Not for the best of reasons, but we are in the same breath as Barcelona, Spain and Kansas City, Missouri. It's about how the city is trying to stifle airbnb and Uber--the sharing economy.

The story on Time.com "7 Cities Where the Sharing Economy Is Freshly Under Attack" tells our story.

"As Uber, Lyft, and airbnb expand around the globe, even smaller cities like Grand Rapids are feeling forced to regulate sharing economy businesses.

Big cities such as San Francisco and New York have been confronting the unusual tax and regulatory conundrums posed by sharing economy businesses like Lyft, Uber, and Airbnb for years. Now it’s Grand Rapids’ turn."

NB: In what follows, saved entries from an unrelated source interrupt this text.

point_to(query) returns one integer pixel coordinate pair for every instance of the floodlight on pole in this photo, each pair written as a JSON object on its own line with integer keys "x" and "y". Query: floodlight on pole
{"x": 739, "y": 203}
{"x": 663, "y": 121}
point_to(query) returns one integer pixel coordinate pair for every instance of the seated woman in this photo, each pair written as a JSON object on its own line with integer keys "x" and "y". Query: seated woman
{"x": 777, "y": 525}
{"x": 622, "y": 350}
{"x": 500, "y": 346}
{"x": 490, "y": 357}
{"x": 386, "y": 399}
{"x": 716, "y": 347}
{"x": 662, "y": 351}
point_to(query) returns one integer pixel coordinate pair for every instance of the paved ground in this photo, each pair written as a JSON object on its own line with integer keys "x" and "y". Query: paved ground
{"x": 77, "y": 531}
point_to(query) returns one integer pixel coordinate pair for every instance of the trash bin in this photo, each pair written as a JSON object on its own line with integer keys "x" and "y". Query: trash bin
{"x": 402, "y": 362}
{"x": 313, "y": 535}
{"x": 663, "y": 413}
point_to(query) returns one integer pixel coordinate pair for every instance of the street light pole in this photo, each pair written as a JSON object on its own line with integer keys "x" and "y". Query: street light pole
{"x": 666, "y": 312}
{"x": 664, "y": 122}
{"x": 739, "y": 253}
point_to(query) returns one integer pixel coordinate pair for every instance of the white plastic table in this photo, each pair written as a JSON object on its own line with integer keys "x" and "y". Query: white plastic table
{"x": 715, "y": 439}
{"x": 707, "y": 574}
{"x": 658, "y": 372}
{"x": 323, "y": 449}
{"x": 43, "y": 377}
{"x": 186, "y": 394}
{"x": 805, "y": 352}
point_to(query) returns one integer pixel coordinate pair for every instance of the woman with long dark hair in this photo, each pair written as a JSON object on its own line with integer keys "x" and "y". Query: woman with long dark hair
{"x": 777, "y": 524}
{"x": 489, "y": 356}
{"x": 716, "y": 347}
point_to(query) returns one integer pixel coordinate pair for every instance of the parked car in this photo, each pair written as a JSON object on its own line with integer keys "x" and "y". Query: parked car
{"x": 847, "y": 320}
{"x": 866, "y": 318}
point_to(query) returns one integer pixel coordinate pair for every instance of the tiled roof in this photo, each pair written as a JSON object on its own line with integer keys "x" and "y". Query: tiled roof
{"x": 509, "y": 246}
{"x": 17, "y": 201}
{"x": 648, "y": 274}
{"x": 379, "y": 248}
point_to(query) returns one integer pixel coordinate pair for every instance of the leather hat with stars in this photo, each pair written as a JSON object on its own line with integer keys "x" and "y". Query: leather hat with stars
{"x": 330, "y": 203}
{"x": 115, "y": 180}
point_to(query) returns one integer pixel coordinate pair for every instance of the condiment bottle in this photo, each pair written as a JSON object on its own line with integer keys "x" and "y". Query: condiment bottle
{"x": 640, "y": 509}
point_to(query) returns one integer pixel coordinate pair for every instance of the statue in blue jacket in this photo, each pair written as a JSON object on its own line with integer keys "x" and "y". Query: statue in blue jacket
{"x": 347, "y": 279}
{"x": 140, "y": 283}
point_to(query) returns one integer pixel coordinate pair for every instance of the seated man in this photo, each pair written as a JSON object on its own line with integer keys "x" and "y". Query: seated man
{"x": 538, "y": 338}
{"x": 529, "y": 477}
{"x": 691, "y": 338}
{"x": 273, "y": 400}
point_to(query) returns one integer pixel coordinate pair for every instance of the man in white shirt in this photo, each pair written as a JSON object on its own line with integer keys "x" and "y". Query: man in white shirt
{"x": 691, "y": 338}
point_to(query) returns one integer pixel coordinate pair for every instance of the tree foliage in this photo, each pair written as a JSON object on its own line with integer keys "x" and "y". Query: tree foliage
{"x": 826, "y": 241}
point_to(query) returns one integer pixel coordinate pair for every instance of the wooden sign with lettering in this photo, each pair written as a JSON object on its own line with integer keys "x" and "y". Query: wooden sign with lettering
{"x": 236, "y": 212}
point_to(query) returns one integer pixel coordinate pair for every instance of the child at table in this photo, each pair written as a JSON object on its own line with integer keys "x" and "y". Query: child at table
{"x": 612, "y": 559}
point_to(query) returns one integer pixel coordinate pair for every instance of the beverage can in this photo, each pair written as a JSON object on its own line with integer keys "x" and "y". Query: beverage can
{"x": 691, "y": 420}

Our little burg is one of the "seven hot spots" in the sharing economy.

"Strict new regulations are being proposed for owners who want to rent rooms via airbnb or other short-term services. If accepted, a homeowner would have to pay $291 for a license, the home must be owner-occupied in order to advertise room rentals (i.e., no vacation rentals), and only one room in the home can be rented at a time. Also, the city would grant no more than 200 licenses, and owners would have to notify all neighbors within 300 feet of the property about the rental situation. As tough as these rules seem, they could have been worse: A year ago, Grand Rapids was suggesting that homeowners would have to pay $2,000 for a license to advertise and rent via airbnb."

The debate rages on. Should Grand Rapids embrace these new business models, or should we stick to our old guns and keep them out? Tell me what you think!